At work, I recently had a need to put in place a scalable logging solution based around the ELK stack.

Issues with Multicast networking aside,  Elasticsearch scales pretty well on its own without the need for any additional overheads, however discovering whether a node is online or not and connecting only to available nodes can be tricky.

Scaling Logstash can be tricky, but it basically involves adding more Logstash servers to the mix and pointing them at your Elasticsearch cluster by defining multiple hosts in your Logstash configuration.

Kibana (like most web applications) can only have one Elasticsearch host defined in the config, so scaling out Kibana is more difficult.

The above raises the question – how do I know which Elasticsearch node to point my configuration at if I don’t know whether they are there or not.

The answer came in the form of consul.io.  If you’ve not looked at Consul before then I can highly recommend it as a good way of providing rudimentary cluster status and service advertising with very little overhead.

The concept behind Consul is that you have a daemon running on each of your servers that talks (via a gossip protocol) to other hosts on your network.  You have a consul server that all the nodes are aware of and then once they have seen each other via this central server then they can talk directly over the network.

The Consul daemon itself acts as a local DNS resolver for the datacentre and both advertises and load-balances (via DNS Round Robin) services across the appropriate hosts.  As an example, let’s suppose we have three Elasticsearch Nodes already configured in an Elasticsearch Cluster.  We put the following configuration into /etc/consul.d/elasticsearch.service.json:

{
"service" : {
"name" : "elasticsearch",
"tags" : [
"es"
],
"port" : 9200
}
}

and we restart consul.
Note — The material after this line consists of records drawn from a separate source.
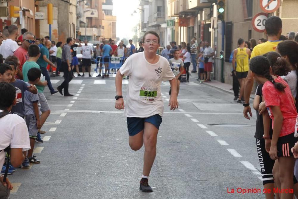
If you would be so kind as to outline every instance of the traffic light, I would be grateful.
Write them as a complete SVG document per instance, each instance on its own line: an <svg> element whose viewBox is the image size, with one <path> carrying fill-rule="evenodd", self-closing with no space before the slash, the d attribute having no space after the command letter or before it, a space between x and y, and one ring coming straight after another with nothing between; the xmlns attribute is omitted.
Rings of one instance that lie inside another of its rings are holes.
<svg viewBox="0 0 298 199"><path fill-rule="evenodd" d="M48 4L48 24L53 24L53 4Z"/></svg>
<svg viewBox="0 0 298 199"><path fill-rule="evenodd" d="M224 21L225 6L226 5L225 0L220 0L217 4L217 17L218 19L221 21Z"/></svg>
<svg viewBox="0 0 298 199"><path fill-rule="evenodd" d="M15 12L17 12L17 13ZM9 16L11 17L19 17L20 16L20 7L18 6L9 6Z"/></svg>
<svg viewBox="0 0 298 199"><path fill-rule="evenodd" d="M224 51L221 50L219 52L219 57L221 59L224 58Z"/></svg>

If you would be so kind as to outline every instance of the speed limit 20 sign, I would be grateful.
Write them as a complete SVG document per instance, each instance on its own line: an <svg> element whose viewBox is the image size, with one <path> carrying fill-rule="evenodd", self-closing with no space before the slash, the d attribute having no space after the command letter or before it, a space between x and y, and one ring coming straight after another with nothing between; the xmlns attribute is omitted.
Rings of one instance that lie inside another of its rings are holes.
<svg viewBox="0 0 298 199"><path fill-rule="evenodd" d="M252 27L259 33L263 33L265 29L265 22L268 18L268 14L264 13L258 13L252 19Z"/></svg>

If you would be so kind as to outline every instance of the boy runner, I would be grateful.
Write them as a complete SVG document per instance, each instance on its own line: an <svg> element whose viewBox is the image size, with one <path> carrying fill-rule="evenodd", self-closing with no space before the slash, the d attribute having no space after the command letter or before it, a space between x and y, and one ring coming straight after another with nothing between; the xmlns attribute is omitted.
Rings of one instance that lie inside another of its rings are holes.
<svg viewBox="0 0 298 199"><path fill-rule="evenodd" d="M124 108L122 82L123 76L131 75L124 110L129 135L129 146L137 151L145 146L144 166L140 189L153 191L148 178L156 155L156 144L159 125L162 123L164 103L161 93L162 81L169 81L173 89L169 106L171 110L178 108L177 81L164 57L156 55L160 46L159 37L149 31L143 38L144 51L133 54L117 72L115 79L116 100L115 108Z"/></svg>
<svg viewBox="0 0 298 199"><path fill-rule="evenodd" d="M171 67L173 73L177 79L177 97L179 93L179 89L180 88L180 80L181 79L181 74L184 71L184 64L182 60L179 58L180 56L180 52L179 50L176 50L174 52L174 58L170 59L169 63ZM171 95L171 91L170 88L169 93Z"/></svg>

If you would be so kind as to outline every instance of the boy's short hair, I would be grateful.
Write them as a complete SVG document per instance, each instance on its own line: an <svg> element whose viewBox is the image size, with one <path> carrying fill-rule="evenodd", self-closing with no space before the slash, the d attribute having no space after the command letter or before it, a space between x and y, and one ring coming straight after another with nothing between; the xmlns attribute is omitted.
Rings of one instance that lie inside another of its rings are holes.
<svg viewBox="0 0 298 199"><path fill-rule="evenodd" d="M17 66L15 65L15 62L13 61L6 61L6 60L5 61L5 63L7 64L10 66L13 66L13 69L14 70L17 70Z"/></svg>
<svg viewBox="0 0 298 199"><path fill-rule="evenodd" d="M9 70L13 70L11 66L7 64L0 64L0 74L3 75L5 72Z"/></svg>
<svg viewBox="0 0 298 199"><path fill-rule="evenodd" d="M41 71L37 68L31 68L28 71L27 75L30 81L34 81L41 75Z"/></svg>
<svg viewBox="0 0 298 199"><path fill-rule="evenodd" d="M39 47L36 44L31 44L28 48L28 55L30 57L37 57L40 53Z"/></svg>
<svg viewBox="0 0 298 199"><path fill-rule="evenodd" d="M18 67L18 65L19 60L18 58L14 55L10 55L5 59L5 61L4 63L6 63L7 61L11 61L14 62L15 65Z"/></svg>
<svg viewBox="0 0 298 199"><path fill-rule="evenodd" d="M13 104L15 99L15 87L9 83L0 82L0 96L1 96L0 98L0 108L4 109L9 107Z"/></svg>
In seconds, we can now access our Elasticsearch servers via elasticsearch.service.consul and Consul will setup a health-check and serve a random IP address from the nodes that are available in a cluster every time we query that record.  Cool huh?
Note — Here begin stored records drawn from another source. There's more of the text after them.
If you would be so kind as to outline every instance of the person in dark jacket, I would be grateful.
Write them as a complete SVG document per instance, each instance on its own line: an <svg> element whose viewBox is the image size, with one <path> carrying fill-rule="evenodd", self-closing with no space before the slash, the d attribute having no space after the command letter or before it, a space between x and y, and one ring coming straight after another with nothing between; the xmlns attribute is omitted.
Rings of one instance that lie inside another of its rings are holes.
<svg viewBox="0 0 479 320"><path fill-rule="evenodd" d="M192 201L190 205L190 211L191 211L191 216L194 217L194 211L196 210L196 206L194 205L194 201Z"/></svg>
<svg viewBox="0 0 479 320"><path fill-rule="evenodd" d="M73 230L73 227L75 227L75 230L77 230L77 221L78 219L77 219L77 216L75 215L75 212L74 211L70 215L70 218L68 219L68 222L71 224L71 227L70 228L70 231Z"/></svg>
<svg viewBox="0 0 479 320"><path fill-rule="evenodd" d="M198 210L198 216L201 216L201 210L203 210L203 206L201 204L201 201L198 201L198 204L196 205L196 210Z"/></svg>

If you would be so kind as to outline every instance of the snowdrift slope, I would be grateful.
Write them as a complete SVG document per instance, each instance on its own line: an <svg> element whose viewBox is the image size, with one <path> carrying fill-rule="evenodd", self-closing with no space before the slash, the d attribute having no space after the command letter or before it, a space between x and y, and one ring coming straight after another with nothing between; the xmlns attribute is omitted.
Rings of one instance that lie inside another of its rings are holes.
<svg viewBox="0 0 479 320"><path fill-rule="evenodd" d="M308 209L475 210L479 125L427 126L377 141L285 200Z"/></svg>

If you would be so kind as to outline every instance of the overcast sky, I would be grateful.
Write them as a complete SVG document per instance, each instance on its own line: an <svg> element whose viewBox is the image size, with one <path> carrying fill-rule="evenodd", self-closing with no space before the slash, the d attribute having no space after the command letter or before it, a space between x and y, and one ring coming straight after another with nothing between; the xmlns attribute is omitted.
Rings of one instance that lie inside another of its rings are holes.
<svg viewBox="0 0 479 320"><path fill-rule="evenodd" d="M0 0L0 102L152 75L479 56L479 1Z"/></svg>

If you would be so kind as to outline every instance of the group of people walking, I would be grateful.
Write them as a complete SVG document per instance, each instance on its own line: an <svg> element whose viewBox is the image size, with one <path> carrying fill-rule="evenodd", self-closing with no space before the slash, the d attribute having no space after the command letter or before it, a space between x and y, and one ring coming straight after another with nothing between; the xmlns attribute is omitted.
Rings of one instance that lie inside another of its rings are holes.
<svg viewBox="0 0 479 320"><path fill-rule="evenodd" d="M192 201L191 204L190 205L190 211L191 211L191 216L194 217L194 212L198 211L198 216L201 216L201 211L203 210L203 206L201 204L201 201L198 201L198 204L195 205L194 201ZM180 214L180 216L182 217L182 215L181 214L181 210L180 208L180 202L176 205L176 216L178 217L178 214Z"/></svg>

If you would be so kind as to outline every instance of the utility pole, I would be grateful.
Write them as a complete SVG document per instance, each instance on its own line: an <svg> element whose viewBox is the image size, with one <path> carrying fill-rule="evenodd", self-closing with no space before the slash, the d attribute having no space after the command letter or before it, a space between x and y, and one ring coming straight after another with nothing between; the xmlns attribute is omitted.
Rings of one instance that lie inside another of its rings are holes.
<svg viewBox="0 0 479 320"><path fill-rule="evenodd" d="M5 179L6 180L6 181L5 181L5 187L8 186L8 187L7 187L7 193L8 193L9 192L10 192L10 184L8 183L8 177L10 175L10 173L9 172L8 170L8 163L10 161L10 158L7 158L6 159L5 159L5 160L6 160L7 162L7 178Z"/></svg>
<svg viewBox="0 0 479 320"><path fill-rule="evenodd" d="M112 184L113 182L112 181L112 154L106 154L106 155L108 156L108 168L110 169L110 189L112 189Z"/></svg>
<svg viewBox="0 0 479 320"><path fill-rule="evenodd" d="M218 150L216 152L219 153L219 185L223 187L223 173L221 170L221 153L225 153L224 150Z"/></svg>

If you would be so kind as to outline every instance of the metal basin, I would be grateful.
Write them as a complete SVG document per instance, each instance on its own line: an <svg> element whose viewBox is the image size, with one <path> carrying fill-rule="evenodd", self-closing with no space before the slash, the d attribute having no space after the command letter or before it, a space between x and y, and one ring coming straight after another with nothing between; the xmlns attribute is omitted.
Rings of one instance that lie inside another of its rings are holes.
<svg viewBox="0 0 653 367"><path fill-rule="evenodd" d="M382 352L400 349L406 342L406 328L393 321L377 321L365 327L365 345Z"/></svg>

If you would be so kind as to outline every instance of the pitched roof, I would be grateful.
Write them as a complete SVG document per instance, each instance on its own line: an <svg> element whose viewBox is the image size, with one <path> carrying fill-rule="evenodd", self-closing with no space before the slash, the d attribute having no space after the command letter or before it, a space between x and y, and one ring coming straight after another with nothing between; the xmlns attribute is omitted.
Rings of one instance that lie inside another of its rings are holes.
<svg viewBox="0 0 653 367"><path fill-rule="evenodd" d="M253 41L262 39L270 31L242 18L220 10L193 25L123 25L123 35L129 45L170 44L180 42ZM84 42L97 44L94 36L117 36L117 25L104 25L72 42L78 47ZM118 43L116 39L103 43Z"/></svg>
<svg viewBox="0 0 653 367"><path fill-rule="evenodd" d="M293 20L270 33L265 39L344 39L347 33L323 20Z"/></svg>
Now that we have a single DNS entry that we can point to, we need to configure our servers to talk to consul as well as the rest of the world.  Under Linux, this is very much a solved problem:

  • Install DNSMasq
  • Configure DNSMasq to talk to consul by adding “server=/consul/127.0.0.1#8600” to your DNSMasq config
  • Add “127.0.0.1” as a valid nameserver and “consul” as a valid search to /etc/resolv.conf

I use Ansible to install and configure all of these parts of the infrastructure however there’s nothing to stop you from using Puppet/Chef/CFEngine/Whatever to achieve the same goal.

We can now configure logstash to point to our elasticsearch cluster as easily as this:


output {
elasticsearch {
host => "elasticsearch.service.consul"
protocol => "http"
cluster => "<ELASTICSEARCH CLUSTER NAME>"
}
}

Now logstash will only connect to Elasticsearch Nodes that are online and serving data.
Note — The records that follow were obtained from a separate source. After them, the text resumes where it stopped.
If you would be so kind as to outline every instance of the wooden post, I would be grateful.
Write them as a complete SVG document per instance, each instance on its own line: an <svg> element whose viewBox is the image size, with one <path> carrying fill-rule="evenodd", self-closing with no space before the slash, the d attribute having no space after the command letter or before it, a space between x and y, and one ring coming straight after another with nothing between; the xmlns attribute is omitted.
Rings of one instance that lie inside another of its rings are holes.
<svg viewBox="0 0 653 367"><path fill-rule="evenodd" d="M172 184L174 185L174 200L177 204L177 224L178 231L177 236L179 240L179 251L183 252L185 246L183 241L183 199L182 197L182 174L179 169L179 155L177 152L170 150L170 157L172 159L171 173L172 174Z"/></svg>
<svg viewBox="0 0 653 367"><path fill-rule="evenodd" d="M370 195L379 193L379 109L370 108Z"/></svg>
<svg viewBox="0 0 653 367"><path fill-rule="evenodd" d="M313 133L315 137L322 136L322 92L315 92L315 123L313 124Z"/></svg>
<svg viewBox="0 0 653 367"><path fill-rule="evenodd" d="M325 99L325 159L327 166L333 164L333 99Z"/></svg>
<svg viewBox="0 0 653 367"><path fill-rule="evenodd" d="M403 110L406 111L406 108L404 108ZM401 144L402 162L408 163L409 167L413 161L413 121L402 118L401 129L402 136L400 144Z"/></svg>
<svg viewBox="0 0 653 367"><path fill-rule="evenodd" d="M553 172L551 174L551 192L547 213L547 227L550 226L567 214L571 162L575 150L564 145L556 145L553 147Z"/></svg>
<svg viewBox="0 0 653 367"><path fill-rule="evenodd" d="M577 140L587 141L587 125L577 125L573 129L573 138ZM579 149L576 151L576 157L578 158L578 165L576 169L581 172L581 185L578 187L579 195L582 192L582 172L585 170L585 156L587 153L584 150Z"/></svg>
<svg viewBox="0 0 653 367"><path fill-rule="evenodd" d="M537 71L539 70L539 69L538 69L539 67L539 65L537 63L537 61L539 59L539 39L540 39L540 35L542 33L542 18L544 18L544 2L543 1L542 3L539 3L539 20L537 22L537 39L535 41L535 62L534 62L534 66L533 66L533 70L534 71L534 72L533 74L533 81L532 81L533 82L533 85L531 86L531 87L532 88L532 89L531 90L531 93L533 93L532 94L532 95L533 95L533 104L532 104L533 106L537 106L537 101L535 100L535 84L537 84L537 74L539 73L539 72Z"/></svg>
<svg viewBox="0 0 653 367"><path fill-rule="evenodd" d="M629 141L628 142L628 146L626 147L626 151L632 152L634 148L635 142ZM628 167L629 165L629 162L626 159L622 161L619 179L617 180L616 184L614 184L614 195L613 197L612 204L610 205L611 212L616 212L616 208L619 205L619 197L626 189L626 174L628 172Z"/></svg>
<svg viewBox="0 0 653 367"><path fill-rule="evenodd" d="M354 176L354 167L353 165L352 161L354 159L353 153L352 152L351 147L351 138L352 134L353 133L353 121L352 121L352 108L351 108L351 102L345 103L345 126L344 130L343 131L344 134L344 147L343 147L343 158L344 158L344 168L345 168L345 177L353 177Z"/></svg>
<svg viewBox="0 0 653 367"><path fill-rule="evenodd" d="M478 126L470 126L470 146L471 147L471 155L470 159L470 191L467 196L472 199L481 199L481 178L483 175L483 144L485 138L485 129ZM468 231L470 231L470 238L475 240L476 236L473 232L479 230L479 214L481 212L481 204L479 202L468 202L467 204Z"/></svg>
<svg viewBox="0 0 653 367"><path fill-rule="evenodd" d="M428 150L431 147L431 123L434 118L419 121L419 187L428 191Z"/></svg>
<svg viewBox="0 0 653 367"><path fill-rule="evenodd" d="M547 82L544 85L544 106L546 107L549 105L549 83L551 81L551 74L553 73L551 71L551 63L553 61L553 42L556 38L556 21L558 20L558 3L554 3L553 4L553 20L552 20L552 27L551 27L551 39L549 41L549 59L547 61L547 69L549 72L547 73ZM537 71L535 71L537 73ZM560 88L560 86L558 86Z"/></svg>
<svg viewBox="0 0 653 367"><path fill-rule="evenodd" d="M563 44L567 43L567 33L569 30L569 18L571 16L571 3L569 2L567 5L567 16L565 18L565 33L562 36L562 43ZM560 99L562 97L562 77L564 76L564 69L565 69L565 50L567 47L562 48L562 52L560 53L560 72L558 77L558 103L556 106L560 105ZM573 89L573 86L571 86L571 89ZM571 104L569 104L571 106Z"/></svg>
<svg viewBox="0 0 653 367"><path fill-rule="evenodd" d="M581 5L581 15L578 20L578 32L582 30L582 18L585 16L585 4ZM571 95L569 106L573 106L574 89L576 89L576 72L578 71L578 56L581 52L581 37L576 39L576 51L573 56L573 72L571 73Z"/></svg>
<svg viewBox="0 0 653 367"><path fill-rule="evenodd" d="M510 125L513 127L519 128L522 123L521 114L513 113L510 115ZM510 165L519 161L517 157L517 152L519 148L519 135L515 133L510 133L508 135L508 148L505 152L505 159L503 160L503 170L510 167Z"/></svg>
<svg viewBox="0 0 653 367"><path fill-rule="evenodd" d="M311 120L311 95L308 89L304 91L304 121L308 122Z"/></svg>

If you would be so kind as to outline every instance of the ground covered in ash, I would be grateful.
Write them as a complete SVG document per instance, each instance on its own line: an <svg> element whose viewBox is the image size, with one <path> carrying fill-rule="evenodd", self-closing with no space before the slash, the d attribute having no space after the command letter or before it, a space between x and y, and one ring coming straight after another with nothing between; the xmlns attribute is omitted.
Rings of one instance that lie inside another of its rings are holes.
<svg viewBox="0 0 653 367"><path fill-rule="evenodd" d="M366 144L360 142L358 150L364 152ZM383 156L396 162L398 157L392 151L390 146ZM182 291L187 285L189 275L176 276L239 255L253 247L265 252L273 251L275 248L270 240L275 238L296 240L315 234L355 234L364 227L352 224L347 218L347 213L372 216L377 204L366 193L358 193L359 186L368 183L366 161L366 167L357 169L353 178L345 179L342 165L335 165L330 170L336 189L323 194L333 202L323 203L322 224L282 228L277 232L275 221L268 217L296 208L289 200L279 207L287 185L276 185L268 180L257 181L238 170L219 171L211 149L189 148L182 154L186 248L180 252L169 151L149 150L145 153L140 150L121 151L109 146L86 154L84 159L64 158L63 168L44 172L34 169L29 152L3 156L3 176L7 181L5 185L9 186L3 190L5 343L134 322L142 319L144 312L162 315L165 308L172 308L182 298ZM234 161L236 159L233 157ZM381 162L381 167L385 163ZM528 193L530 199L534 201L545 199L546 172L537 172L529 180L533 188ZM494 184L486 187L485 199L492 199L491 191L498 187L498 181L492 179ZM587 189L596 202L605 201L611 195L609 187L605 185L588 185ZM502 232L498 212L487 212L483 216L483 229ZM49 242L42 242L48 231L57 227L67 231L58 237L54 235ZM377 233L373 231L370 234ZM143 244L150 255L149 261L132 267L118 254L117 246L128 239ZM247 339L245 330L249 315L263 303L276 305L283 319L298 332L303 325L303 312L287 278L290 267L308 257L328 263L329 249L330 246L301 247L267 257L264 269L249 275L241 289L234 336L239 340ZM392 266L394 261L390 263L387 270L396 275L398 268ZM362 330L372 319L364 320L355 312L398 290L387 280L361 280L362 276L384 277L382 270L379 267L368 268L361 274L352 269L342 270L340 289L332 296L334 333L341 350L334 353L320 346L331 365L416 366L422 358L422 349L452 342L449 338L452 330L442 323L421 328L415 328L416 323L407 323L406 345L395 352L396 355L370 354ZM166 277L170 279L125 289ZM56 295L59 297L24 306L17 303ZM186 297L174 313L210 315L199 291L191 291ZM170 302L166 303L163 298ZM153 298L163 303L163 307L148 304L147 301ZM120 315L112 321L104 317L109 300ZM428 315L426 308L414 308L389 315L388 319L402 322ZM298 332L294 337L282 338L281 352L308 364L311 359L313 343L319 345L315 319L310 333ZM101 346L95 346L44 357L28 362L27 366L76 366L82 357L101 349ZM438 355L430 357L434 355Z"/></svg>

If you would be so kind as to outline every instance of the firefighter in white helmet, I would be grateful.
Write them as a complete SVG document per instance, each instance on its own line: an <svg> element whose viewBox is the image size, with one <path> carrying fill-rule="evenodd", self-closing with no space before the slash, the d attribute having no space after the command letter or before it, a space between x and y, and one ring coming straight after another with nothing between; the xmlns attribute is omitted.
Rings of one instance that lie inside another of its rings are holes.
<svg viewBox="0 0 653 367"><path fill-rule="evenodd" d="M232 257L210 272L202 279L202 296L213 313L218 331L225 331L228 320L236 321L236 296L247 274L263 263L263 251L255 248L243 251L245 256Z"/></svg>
Configuring Kibana is just as easy just configure the relevant parts of kibana.yml to be:

elasticsearch_url: "http://elasticsearch.service.consul:9200"
elasticsearch_preserve_host: true

So, that’s Logstash and Kibana feeding in to Elasticsearch via Consul, what’s next?

Well, as we’ve seen, Consul can advertise pretty much any service we want to, so let’s be clever about our Logging.

Over the years, I’ve spent months painfully designing and implementing centralised logging clusters and the big problem is that usually you need a central logging server through which all traffic must flow.  This creates a Single Point Of Failure (SPOF) in your network because clustering rsyslog and getting servers to only send messages to log servers that are online is hard!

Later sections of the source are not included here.